Inflasi dan kenaikan suku bunga tekan pemulihan ekonomi Selandia Baru

Ekonomi Selandia Baru sedang berjuang melewati berbagai tantangan, terutama inflasi yang tinggi dan kenaikan suku bunga, menurut laporan dari Institut Penelitian Ekonomi Selandia Baru.

Tantangan-tantangan ini datang saat krisis tenaga kerja berkepanjangan masih melanda negara itu, dengan dampak pandemi COVID-19 yang masih terlihat jelas, terutama di sektor jasa.

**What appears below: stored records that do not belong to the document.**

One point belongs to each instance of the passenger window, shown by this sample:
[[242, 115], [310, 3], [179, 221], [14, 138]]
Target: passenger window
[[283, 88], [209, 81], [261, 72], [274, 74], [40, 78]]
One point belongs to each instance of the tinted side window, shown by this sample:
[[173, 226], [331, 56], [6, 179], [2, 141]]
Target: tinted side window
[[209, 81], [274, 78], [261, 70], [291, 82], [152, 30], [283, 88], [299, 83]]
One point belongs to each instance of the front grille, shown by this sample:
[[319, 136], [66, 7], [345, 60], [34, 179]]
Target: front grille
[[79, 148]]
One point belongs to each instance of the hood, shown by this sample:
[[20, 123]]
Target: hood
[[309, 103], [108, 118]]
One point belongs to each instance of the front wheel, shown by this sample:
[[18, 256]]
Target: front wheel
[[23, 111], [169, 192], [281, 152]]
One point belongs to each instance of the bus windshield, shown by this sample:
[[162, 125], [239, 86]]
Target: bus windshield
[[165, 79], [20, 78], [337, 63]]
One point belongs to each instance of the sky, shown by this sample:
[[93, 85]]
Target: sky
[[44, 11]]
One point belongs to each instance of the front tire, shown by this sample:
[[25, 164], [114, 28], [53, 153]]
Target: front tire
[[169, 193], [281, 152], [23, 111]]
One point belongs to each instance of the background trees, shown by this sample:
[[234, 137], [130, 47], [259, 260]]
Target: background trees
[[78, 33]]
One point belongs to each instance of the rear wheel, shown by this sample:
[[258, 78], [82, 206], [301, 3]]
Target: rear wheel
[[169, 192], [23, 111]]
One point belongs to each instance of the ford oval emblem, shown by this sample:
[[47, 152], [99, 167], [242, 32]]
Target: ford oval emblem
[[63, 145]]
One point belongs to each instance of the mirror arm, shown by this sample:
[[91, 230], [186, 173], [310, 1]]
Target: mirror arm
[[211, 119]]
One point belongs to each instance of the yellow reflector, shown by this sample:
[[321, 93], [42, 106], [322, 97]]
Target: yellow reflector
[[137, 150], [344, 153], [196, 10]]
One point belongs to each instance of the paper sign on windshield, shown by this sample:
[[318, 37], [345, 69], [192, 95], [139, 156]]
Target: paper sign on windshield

Faktor-faktor ini juga menekan pemulihan ekonomi, dengan tanda-tanda perlambatan aktivitas di banyak industri, kata Christina Leung, kepala ekonom di institut tersebut, pada Rabu (31/8).

"Tekanan biaya bagi rumah tangga maupun bisnis masih intens, dan hal ini mendorong pesimisme," sebut Leung, seraya menambahkan bahwa bank sentral di seluruh dunia merespons lonjakan inflasi dengan menaikkan suku bunga dengan cepat.

"Meski ini memiliki efek peredam yang diharapkan terhadap permintaan, ada kekhawatiran bahwa aktivitas akan melambat hingga mendorong ekonomi ke dalam resesi," imbuhnya
"Meski ini memiliki efek peredam yang diharapkan terhadap permintaan, ada kekhawatiran bahwa aktivitas akan melambat hingga mendorong ekonomi ke dalam resesi," imbuhnya

Kenaikan suku bunga memiliki efek paling cepat terhadap pasar perumahan, dengan angka penjualan rumah turun dan penurunan harga rumah.

Data penjualan retail terbaru menunjukkan perlambatan dalam belanja retail, dan ini diperkirakan akan berlanjut seiring rumah tangga mengurangi aktivitas belanja guna melewati tantangan berupa kenaikan biaya hidup dan peningkatan pembayaran hipotek, kata Leung.

Terlepas dari berbagai tantangan itu, ke depannya masih terdapat sejumlah faktor yang mendukung pemulihan. Hal ini meliputi pertumbuhan pendapatan yang berkelanjutan, kemunculan tanda-tanda bahwa tekanan biaya mulai mereda, terutama dengan penurunan harga bahan bakar baru-baru ini, menurut laporan itu.